Ama en güzel ve net açıklamayı Prof.Dr. Naci Görür yaptı: “ her halde şaka bu.”

Peki Müsilaj sadece Marmara Denizi’nde mi?

Tarihte gidebildiğiniz kadar geriye gidin ve hatırlayın.

Fetö ile kol kola yürümeler, ordu, basın ve öğrencilere yönelik operasyon ve baskılar, başta rektörler ve kamu kurumlarına yönetim kurulu üyeliği  atamalarındaki partizanlık, PKK ile pazarlıklar, yanlış kamu yatırımları ve garanti ödemeleri, büyük müteahhitlere vergi kıyakları, kozmik oda, Ergenekon, Balyoz soruşturmaları, Gezi olayları ve yalanları, pandemi yönetimi, 128 milyar dolar ve burada saymayı unuttuğum, sorumlusu bulunamamış, sorgulanmamış, cevapsız kalmış, örtbas edilmiş ya da kandırıldık denilerek günahı ahirete bırakılmış her şeyi düşünün.

Elbette bu yaşananlardan sonra Organize suç örgütü lideri olmakla suçlanan Sedat Peker’in açıklamaların dahilinde iktidar ve çevresi artık dayanamadı. Herkes bir panik havasında. Konuşması gerekenlerin konuşmaya doğru düzgün mecali kalmamış. Sadece kem küm.

İddiaların odağındaki en önemli isimlerden Sayın Süleyman Soylu bile aba altından iktidara sopa gösterip kendisinden önceki  İçişleri bakanının çocuklarının para sayma makinelerinden bahsediyor. Sedat Peker’den her ay 10 bin dolar rüşvet alan siyasi olduğunu belirtip ismini açıklamıyor.  Bu ismi sadece savcıya açıklarım diyor.

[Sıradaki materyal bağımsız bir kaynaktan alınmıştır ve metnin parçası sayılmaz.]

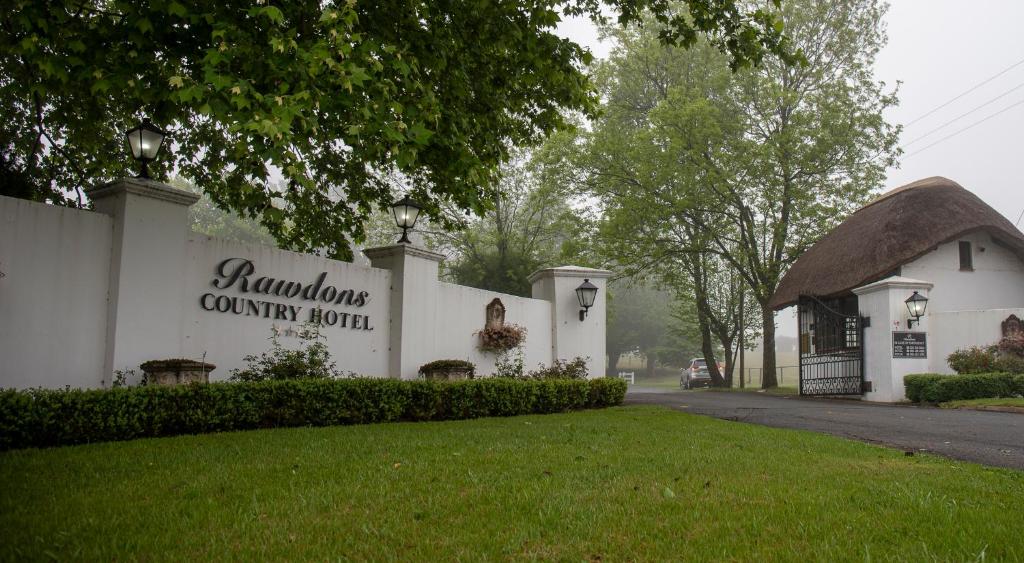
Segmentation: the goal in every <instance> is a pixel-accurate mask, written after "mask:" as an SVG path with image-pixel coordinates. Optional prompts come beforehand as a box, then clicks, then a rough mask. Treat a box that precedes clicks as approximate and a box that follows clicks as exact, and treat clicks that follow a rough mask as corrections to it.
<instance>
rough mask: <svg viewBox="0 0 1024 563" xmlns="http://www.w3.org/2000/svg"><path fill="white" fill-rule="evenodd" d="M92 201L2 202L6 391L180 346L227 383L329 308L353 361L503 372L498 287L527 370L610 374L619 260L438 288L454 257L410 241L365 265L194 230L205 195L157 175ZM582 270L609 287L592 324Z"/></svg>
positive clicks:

Başta Cumhurbaşkanı olmak üzere hiçbir siyasi ve hukuk adamı bunu sormuyor.

Sayın Süleyman Soylu bir nevi AKP’yi AKP ile vurup “para sayma makinelerinin arkasındakini çok iyi biliyorum ve  ben iddialar ile ilgili soruşturulursam, savcıya gittiğimde bu ismi de söylerim “ demeye getiriyor.

Ahmet Davutoğlu bile televizyonlara çıkıp Binali Yıldırım, Süleyman Soylu Berat Albayrak’ı kendisine kumpas kurmakla suçluyor.

Yıllardır parça parça kirlenen siyaset, tıpkı deniz suyunun ısınması ile planktonları parçalamasında olduğu gibi Sedat Peker’in devreye girmesiyle adeta müsilaja uğruyor.

Yani özetle söylemek gerekirse ortaya siyasi bir müsilaj çıkıyor.

Bundan sonra ne olacağını hep birlikte göreceğiz.

Sayın Süleyman Soylu ve iddialardaki isimler yerlerinde mi kalacak, kendisine teşekkür edilip hep yaptıkları gibi ballı börekli bir kamu kurumu yönetim kurulu üyeliği veya yetmez ise birden fazla kurumun üyeliklerine  mi atanacak, yoksa hakkında bir soruşturma açılıp aklanmasının ya da iddialar doğru ise yargılanmasının önü mü açılacak?

Marmara Denizi’ndeki Müsilajda bilim adamlarına,

Siyasetteki Müsilaj’da hukuk ve adalete kulak vermek lazım.